[llvm-branch-commits] [llvm] [AMDGPU] Fold constant offsets into named barrier addresses (PR #205216)

Chinmay Deshpande via llvm-branch-commits llvm-branch-commits at lists.llvm.org
Mon Jun 22 19:48:10 PDT 2026


https://github.com/chinmaydd updated https://github.com/llvm/llvm-project/pull/205216

>From 77879b441d4698fddb7048e95d12f1cc857f93c5 Mon Sep 17 00:00:00 2001
From: Chinmay Deshpande <chdeshpa at amd.com>
Date: Mon, 22 Jun 2026 22:44:58 -0400
Subject: [PATCH] [AMDGPU] Fold constant offsets into named barrier addresses

Allow isOffsetFoldingLegal to fold a constant offset into an LDS
named-barrier global, and include the node offset when materializing the
LDS address in LowerGlobalAddress. s_barrier_signal_var on a GEP'd named
barrier now selects the immediate form, matching a bare global and GlobalISel.
With object linking the offset folds into the relocation addend.

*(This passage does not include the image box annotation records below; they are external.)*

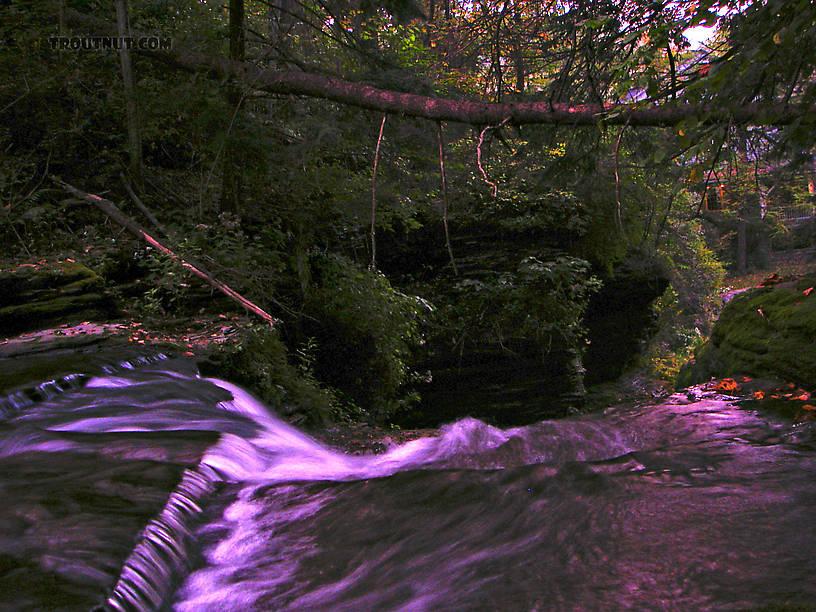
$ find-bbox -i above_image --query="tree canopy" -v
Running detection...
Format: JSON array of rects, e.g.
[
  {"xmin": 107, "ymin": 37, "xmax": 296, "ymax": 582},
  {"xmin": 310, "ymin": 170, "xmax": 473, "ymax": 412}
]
[{"xmin": 0, "ymin": 0, "xmax": 816, "ymax": 426}]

Change-Id: I639bc723eb001573585cc05d0ad19f2773054f21
Assisted-by: Cursor
---
 llvm/lib/Target/AMDGPU/AMDGPUISelLowering.cpp    | 16 +++++++++++-----
 llvm/lib/Target/AMDGPU/SIISelLowering.cpp        | 13 ++++++++++++-
 .../CodeGen/AMDGPU/s-barrier-signal-var-gep.ll   |  7 ++-----
 3 files changed, 25 insertions(+), 11 deletions(-)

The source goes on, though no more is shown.